Buckeyes Versus Bulldogs Big Time Scheduling Rarity

It is difficult to believe that the Buckeyes and Bulldogs have only played one another one time despite each program having more than 130 years of football playing experience.

Ohio State played its first football game in 1890 while the University of Georgia followed suit just two years later. That is a lot of games to be played by each program, and with all of that there is only the overlap of the 1993 Citrus Bowl.

Ohio State and UGA have one another on the schedule for the 2030-31 seasons to play the first home-and-home series in the history of the ‘rivalry’, but with the trajectory of college football, conference realignment and a potential move to super conferences, any hope of those games realistically being played should be greeted with extreme caution.

The two teams had a series on the books once upon a time, for 2000 and 2001 seasons, but that game fell by the wayside when the Big Ten and Pac-12 entered into a short-lived and ultimately doomed scheduling agreement.

Most games between the SEC and Big Ten conferences happen in bowl games rather than the regular season with various bowl agreements pitting the two conferences against one another. Now in the College Football Playoff era, there is also a chance of a selection committee putting the two leagues up against one another.

Ohio State holds a 1-1 record against the SEC under the umbrella of the CFP, both of those games taking place against Alabama. The Buckeyes have a 2014 win in the semifinals and a 2020 loss in the championship game versus the Crimson Tide.

UGA on the other hand has only played in the CFP two previous times and has a record of 1-0 with a 34-11 win over Michigan in the semifinals in the 2021 season, on the way to UGA’s first national championship since 1980.

It is no secret that Ohio State’s record against the SEC has not been great, Ohio State did not get its first SEC win in a bowl game until the 2010 season, a win over Arkansas, a win that isn’t even the books as fallout from “Tat-gate”. Trust me, I was there, it happened.

So, if you live by the letter of the NCAA record books, Ohio State’s only win over the SEC was that 2014 win over Alabama in the Sugar Bowl.

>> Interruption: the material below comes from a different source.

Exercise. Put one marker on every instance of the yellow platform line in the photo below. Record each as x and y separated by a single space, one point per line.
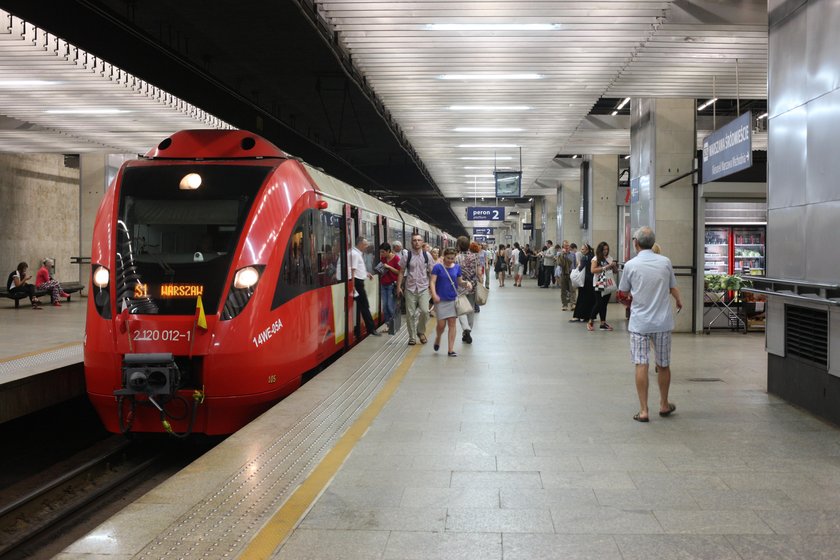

On the other side, UGA has had success against Big Ten schools through the years, a record of 10-2 against the Big Ten (while schools were part of the Big Ten) and 11-4-1 against current members of the Big Ten, regardless of their affiliation at the time of the game.

It certainly does not help the Big Ten that most of the SEC/Big Ten games through the years have taken place in SEC country with games at the Citrus Bowl, Outback Bowl (and various other names including Hall of Fame), Gator, Sugar Bowl, and Peach Bowl all within the SEC footprint.

Couple that with a history of Big Ten teams being slotted unevenly with their SEC foes as the Big Ten has a precedent of putting multiple teams into the New Year’s Six or BCS or whatever the current flavor of the year is called. It is only worse when a game calls for the third team from the Big Ten against the SEC runner-up, and then you see that third team in the Big Ten is actually the fifth team in the Big Ten.

But you must win the games in front of you and there is no denying that the Big Ten has not held up its end of the bargain in many of these games and Ohio State is just as responsible as any other team, letting games away throughout the years.

This history has little to do with what we will see on December 31st in the Peach Bowl as history is just that, history.

Kirk Herbstreit and Jeff Cothran colliding and leading to an Ohio State fumble that allowed Georgia to break a 14-all tie and go 80 yards for the eventual game winning score with less than five minutes left is 30 years in the past.

Not a one of the players who will be participating in this game were around the last time these two teams met. Ohio State coaches Corey Dennis and Parker Fleming would have been at best infants when the teams last played.

It is all about the here-and-now and nobody gave Ohio State much of a chance against Alabama eight years ago, the Buckeyes were a nine-point underdog in that game and came away with a seven-point win. It will take a lot to match those results but there is a reason the games are played, even one between two teams that never appear on the schedule of the other.